Thirty years ago, George Lucas sprung his Star Wars sequel upon a young moviegoing public that was simply unprepared for what they'd see: An unrelenting operatic downer, filled with pain, sacrifice, revelation, and loss. Good times.
Friday is the 30th anniversary of the release of Star Wars: Episode V — The Empire Strikes Back. There have been, and will be, a ton of pieces commemorating that fact, looking back at the best of the Star Wars saga with dewy-eyed reverence — or recalling how good Star Wars can be when George Lucas isn't directing it.
But it's worth remembering that there's a whole generation of people for whom Star Wars was a formative influence — people who were young enough when it was first released in 1977 that A New Hope calibrated both their moral and storytelling compass. Star Wars was a children's fable, a story of good versus evil in which evil gets its ass kicked and good gets an awesome medal and the thanks of a grateful rebellion. And so, 30 years hence, it's easy to forget what a world-shaking shot to the gut The Empire Strikes Back was: Han Solo is frozen solid, Luke gets his hand chopped off, and Darth Vader reveals himself to be his father.
Movies, as far as we knew, weren't supposed to end like that.
The Hero is supposed to win.
The Empire Strikes Back introduced an entire generation of moviegoers to the notion of tragedy — to the concept that not every ending will be happy, that sometimes the Hero doesn't win, that sometimes you have to go through the dark before you get to the light. And Empire was the first time we walked out of a theater depressed.

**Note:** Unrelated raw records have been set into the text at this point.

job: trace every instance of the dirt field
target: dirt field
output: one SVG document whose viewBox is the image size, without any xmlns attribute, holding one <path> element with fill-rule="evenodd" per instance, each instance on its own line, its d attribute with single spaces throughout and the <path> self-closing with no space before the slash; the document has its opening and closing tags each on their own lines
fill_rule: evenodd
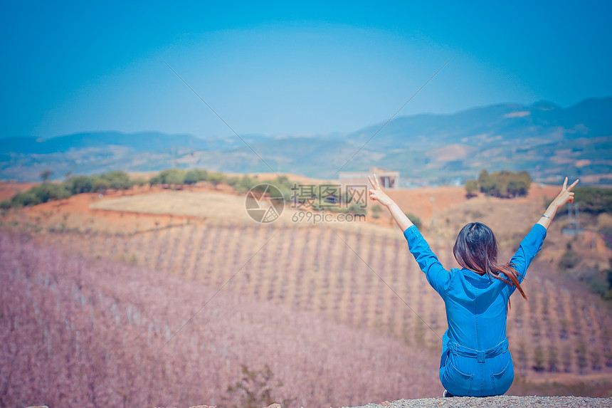
<svg viewBox="0 0 612 408">
<path fill-rule="evenodd" d="M 443 263 L 450 268 L 456 266 L 452 244 L 466 222 L 482 221 L 490 225 L 500 241 L 502 257 L 507 256 L 558 190 L 556 186 L 534 185 L 527 197 L 514 199 L 483 195 L 468 199 L 462 187 L 389 191 L 389 195 L 402 209 L 421 218 L 423 235 Z M 431 197 L 436 199 L 435 222 Z M 436 333 L 443 332 L 443 305 L 415 268 L 401 233 L 385 210 L 379 219 L 369 213 L 363 223 L 314 225 L 292 221 L 296 213 L 285 208 L 279 221 L 260 225 L 247 214 L 244 200 L 243 194 L 225 185 L 181 191 L 145 187 L 102 197 L 79 194 L 11 210 L 2 222 L 42 228 L 43 242 L 61 244 L 73 253 L 165 271 L 215 288 L 273 237 L 273 245 L 245 267 L 231 291 L 317 310 L 329 318 L 437 350 L 436 335 L 420 324 L 413 312 L 368 268 L 380 273 Z M 612 368 L 606 365 L 606 359 L 612 356 L 605 351 L 609 350 L 612 313 L 584 283 L 555 272 L 568 242 L 593 267 L 606 267 L 612 253 L 591 233 L 579 239 L 563 236 L 561 229 L 566 221 L 562 215 L 549 229 L 544 249 L 526 281 L 529 302 L 517 299 L 512 303 L 508 335 L 517 356 L 516 370 L 527 382 L 554 380 L 573 384 L 588 379 L 585 375 L 612 378 Z M 562 317 L 556 312 L 549 313 L 549 308 L 562 310 Z M 564 330 L 569 334 L 563 340 Z M 579 355 L 580 345 L 584 345 L 586 352 Z M 568 372 L 562 375 L 534 371 L 538 347 L 547 352 L 555 350 L 558 365 L 566 365 L 561 368 Z M 544 365 L 549 365 L 547 360 Z"/>
</svg>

Lawrence Kasdan and Leigh Brackett's screenplay was like Shakespearan screwball; it swung between the heavy father-son themes of the Luke-Vader-Yoda thread and the light, "never tell me the odds" flirtation shared by Han and Leia. So much so, at times they felt like two different movies — and, let's be honest, the Dagobah stuff is really kind of boring — united by a common soundtrack. But its masterstroke was the abject downer of an ending. Sure, today's moviegoing sophisticates might know that classic story structure dictates that the second act of your story is where the hero is at his lowest point, emotionally and physically, so that the third act can see him triumph. But try telling that to a nine year old whose entire cinematic worldview has been formed by Star Wars and Walt Disney, both of which told us, yes, that the Hero is supposed to win.
But sometimes he doesn't.
The Empire Strikes Back acted sort of an accelerated growth agent: It spurred our maturation as ingesters of popular culture. It explained to us that the twist you didn't see coming is the best kind. That despair can be a beautiful thing. And that, sometimes, the Empire striking back is exactly what's called for.